We update our inflation and interest rate expectations after the SBP increased the Policy Rate by 250bps to 12.25% earlier this month in an emergency meeting. National CPI has averaged 12.6% CYTD and is likely to be north of 15% over the next few months if the subsidies on fuel and electricity are withdrawn. The SBP expects CPI to average 11% in FY22, before moderating in FY23. While we think there are upside risks to the SBP’s projections, we agree with the central bank’s assessment that interest rates have peaked for now, especially if near term distortions to CPI are ignored. The SBP’s decision to alter the calendar of MPC meeting and cancel the scheduled meeting for April backs this view. We expect the Policy Rate to persist at 12.25% across the rest of 2022 and expect monetary easing again in 1Q 2023. While our 2022/23 inflation and interest rate projections are now higher, estimates remain unchanged over the medium-term. Risks of tighter monetary policy settings emanates from talks with the IMF, which may push for further tightening.

Risk-Free Rate: Slight increase to 11.5%

Over the last c 15yrs - during which Pakistan has gone several expansionary and contractionary phases - the 10yr PIB has averaged 11.2%. We think this is an appropriate benchmark for the risk-free rate to employ in valuing domestic assets. That said, we prudently lift our risk-free rate by 50bps to 11.50%.

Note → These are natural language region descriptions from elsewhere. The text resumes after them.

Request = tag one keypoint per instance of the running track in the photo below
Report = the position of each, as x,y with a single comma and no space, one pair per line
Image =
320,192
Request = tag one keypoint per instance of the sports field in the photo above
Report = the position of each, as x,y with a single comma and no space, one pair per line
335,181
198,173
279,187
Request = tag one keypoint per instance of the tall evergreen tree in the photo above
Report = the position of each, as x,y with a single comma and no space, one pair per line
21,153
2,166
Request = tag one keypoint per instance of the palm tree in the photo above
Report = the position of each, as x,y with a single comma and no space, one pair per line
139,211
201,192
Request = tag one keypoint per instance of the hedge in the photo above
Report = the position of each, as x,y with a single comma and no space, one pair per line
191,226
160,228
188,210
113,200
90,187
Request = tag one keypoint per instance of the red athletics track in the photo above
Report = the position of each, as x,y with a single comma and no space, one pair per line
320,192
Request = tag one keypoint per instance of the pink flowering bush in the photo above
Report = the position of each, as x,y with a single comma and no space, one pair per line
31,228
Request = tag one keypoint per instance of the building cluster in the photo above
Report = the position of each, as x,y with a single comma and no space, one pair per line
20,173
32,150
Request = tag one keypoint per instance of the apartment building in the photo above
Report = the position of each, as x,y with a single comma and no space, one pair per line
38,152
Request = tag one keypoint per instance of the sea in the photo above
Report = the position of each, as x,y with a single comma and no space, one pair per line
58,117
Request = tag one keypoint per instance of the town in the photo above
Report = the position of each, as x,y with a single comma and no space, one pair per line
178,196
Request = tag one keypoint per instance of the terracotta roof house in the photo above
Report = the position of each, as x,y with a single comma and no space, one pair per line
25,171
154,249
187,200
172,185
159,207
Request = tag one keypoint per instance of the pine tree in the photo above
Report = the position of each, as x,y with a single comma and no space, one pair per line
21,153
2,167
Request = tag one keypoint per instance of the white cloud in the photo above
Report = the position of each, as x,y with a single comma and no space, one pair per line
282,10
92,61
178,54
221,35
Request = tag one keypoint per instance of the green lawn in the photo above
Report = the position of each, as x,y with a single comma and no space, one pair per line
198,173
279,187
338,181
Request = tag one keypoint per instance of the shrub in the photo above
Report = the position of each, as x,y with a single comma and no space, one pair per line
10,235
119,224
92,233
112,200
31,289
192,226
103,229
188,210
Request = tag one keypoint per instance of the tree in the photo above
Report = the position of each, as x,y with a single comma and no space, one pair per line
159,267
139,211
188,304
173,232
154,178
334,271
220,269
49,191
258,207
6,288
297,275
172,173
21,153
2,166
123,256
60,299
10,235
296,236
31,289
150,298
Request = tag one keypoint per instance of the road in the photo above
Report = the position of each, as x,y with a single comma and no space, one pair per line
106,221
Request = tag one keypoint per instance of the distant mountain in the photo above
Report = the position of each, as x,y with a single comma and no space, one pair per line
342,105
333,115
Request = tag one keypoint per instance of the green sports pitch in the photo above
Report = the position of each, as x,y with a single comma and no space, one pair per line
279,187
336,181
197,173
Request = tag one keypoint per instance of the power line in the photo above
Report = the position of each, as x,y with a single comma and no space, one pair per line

Textile sector earnings to falter amid change in Export Refinance Scheme

The Textile sector earnings will witness a double-whammy as a result of the recently announced Monetary Policy, in our view, due to the rise in both the policy rate and Export Refinance rate. We highlight that the change in the Export Refinance Scheme from 3.0% to 5.5% jolts earnings more than the change in Kibor, as the majority of short-term borrowings are through this scheme. Hence, our IMS Textile Universe earnings are likely to decline by 7% in FY23.